Она облизнула губы и шагнула к кровати. Она так долго изучала его лицо, что, наверное, могла нарисовать его даже в темноте. Но она жаждала увидеть больше.
Его тело было длинным и стройным. Мощное и широкое в плечах, оно сужалось к бедрам, придавая телу кошачью гибкость, незаметную, когда он был одет. Лунный свет скульптурно обрисовывал мышцы широкой груди. Легкая поросль черных волос покрывала его грудь от соска до соска, а затем темным ручейком сбегала по тугому животу. Ее взгляд завороженно скользнул вслед за ним.
Угол простыни скрывал его пах. Гостья испустила тихий вздох, то ли разочарованный, то ли облегченный.
Одно его бедро было скрыто покрывалом, но другая нога высовывалась наружу, длинная и мускулистая, заканчиваясь большой стопой красивой формы. Постель была громадной — самой большой в доме, — но он заполнял ее всю.
Он стал другим. Казалось, он больше не замечал своей красивой внешности, которую раньше нес… носил, как модный костюм.

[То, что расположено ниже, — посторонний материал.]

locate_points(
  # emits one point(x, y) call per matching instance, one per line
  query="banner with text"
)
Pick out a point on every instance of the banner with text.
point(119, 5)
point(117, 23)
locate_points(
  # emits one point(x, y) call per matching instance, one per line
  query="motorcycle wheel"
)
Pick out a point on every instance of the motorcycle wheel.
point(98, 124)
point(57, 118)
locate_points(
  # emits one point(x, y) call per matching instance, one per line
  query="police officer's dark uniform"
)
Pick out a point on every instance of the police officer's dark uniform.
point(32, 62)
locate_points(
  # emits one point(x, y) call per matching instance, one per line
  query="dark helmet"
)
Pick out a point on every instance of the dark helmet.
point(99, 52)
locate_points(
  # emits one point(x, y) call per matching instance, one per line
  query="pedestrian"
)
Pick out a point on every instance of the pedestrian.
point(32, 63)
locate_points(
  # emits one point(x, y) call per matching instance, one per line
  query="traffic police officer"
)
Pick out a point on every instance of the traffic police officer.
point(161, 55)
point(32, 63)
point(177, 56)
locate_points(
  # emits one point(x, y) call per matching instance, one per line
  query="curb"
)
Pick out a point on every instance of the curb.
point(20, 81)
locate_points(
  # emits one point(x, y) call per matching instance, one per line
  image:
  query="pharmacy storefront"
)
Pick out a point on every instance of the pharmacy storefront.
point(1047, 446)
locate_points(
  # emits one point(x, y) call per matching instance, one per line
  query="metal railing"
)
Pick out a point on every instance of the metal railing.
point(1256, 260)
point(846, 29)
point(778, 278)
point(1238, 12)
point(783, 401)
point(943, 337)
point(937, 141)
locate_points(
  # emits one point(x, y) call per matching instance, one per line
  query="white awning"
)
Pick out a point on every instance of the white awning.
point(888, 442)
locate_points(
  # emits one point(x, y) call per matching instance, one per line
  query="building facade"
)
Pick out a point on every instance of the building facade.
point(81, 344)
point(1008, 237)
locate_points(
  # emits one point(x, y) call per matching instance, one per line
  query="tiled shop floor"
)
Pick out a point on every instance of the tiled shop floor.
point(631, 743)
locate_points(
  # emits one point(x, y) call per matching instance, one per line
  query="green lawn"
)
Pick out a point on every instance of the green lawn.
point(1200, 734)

Теперь его внимание было обращено внутрь, заполнено пережитой потерей и трагедией, тем, что он стал свидетелем смерти и крушений такого размаха, который в своем уютном разукрашенном мирке гостья и представить себе не могла.
Она увидела шрамы, новые… воспаленные, зловеще темнеющие на фоне кожи, серебристой от лунного света. На плече был целый букет шрамов. Когда его настигла пуля? Почему она ничего не знала об этом? Диагональный шрам на ребрах… явный след от штыка, прошедшего слишком близко от сердца. Другой такой же след на бедре, словно Джек был верхом, когда его противник находился… внизу.
Это был новый Джек, жесткий, суровый, серьезный, от которого исходила опасность… даже когда он спал. Он был как смертельное оружие, выкованное в горниле войны.
Красивое оружие.
Мужчинам вроде бы не полагалось быть красивыми, по лучшего определения не было: голый, мускулистый, свободно распростертый в своей вольной великолепной наготе. Он был прекрасен, мужественен… такой истинный мужчина.
Ее рука потянулась к нему и тут же отдернулась в смущении. Романтические фантазии казались такими глупыми, наивными рядом с физическим свидетельством того, что ему довелось пережить. Джек, конечно, не мог заинтересоваться таким неопытным существом, как она. Все ее приключения происходили на страницах книг. А все переживания сводились к терпеливому выживанию рядом с неумными родителями, рвущимися подняться по социальной лестнице вверх, и мстительной злобной сестрицей.
Она была глупеньким ребенком, который желает завести собственного ручного тигра.
Ей нельзя находиться здесь. Ей нужно круто повернуться и бегом бежать назад в свою комнату, оставив навсегда свои глупые девичьи грезы.